On 29 August 2013 17:51, Tamara Temple <tamouse.li...@gmail.com> wrote:
>
> On Aug 27, 2013, at 12:25 PM, Nick Khamis <sym...@gmail.com> wrote:
>
>> Hello Tamouse,
>>
>>
>> >> It sounds now like you are setting that via an AJAX call.
>>
>> This is correct. We are using JQuery to manage the payload.
>>
>> >> Where you need to look is in the controller that is responding to that 
>> >> AJAX call in your Rails application,
>> >> and look how it is determining the value it will send for the picture 
>> >> source url. That is likely where you
>> >> need to use asset_url (without any ERB stuff) to set that part of the 
>> >> JSON payload that gets returned
>> >> to the client.
>>
>> I know this makes total sense, the problem is I am too new to Rails (not the 
>> case for C, C++ or Lisp) to
>> understand :). The value for wine.picture url is coming straight from the 
>> database:
>>
>> +----+----------------------------------------------+------+----------------+---------------------------------------+
>> | id | name                                       | year | country     | 
>> picture                              |
>> +----+----------------------------------------------+------+----------------+---------------------------------------+
>> |  1 | CHATEAU DE SAINT COSME    | 2009 | France    | saint_cosme.jpg        
>>         |
>>
>> If I understand you correctly, I would need to modify the picture field in 
>> the database to
>> read asset_url('saint_cosme.jpg') without any of the ERB stuff "<%=    %>"?
>
> Do not modify the value in your database.
>
>> Or if by controller you mean rails controller in the traditional sense, I 
>> have a very simple
>> `pages_controller.rb` that contains the following:
>
> I mean the controller that is being called by your AJAX request. It is 
> entirely possible this in not your Rails app, but I would think it would be. 

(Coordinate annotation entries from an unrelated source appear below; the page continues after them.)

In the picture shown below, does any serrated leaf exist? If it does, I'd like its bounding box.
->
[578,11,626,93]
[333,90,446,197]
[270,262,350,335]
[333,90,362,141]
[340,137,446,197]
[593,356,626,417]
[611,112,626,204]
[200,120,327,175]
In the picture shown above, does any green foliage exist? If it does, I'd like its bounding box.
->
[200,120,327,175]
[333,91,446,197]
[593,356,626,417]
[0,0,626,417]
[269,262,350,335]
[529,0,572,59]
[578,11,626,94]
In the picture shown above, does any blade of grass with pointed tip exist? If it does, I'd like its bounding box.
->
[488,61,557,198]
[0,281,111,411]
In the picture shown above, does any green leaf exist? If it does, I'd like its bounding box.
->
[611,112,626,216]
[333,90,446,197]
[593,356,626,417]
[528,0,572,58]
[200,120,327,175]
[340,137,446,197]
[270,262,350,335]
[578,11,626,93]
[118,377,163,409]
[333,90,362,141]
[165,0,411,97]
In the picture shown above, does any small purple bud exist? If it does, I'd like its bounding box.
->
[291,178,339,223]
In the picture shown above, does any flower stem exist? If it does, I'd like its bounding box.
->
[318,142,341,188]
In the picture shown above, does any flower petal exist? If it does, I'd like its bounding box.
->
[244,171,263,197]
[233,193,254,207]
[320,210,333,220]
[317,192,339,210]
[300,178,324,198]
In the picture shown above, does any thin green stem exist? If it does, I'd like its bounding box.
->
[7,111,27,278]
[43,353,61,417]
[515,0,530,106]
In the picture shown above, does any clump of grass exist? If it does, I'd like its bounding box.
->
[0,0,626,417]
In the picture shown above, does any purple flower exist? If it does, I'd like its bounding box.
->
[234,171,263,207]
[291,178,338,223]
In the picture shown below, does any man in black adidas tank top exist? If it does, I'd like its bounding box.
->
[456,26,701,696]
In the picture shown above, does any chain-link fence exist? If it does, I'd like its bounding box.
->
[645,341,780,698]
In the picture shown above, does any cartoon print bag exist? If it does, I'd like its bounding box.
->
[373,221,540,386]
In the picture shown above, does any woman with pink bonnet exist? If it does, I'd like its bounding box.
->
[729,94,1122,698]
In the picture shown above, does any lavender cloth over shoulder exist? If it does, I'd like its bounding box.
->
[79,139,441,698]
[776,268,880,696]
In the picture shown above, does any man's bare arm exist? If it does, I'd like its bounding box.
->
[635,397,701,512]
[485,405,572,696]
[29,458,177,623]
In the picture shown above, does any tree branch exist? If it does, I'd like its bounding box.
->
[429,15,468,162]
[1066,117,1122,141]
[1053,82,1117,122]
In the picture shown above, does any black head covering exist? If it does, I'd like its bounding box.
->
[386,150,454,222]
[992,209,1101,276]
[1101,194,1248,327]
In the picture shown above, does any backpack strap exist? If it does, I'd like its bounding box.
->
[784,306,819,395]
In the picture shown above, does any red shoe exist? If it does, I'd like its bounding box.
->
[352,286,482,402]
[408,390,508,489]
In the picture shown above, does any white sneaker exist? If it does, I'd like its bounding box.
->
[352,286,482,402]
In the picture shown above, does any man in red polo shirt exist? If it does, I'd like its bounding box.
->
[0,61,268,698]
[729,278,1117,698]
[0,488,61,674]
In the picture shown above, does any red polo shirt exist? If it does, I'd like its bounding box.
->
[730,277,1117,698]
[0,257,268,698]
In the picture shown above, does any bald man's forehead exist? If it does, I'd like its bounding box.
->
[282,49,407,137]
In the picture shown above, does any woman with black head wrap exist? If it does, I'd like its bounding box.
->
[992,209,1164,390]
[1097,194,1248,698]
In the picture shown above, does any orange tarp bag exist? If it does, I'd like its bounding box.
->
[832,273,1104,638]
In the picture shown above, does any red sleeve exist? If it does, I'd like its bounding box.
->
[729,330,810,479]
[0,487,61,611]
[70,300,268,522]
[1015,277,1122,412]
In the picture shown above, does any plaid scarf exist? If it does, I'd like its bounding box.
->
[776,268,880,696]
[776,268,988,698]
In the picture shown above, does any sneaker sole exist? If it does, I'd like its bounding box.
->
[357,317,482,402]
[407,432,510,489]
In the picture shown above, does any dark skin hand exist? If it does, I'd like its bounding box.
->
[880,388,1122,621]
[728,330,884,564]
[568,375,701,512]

> You have to look at your javascript and find the AJAX call, then look at the 
> url in that call to find the route it's seeking, and match that route to the 
> controller. You can find out which routes map to controllers by running `rake 
> routes`.

Also you can look in log/development.log to see what, if any, action
is being called in the rails app when you perform the action.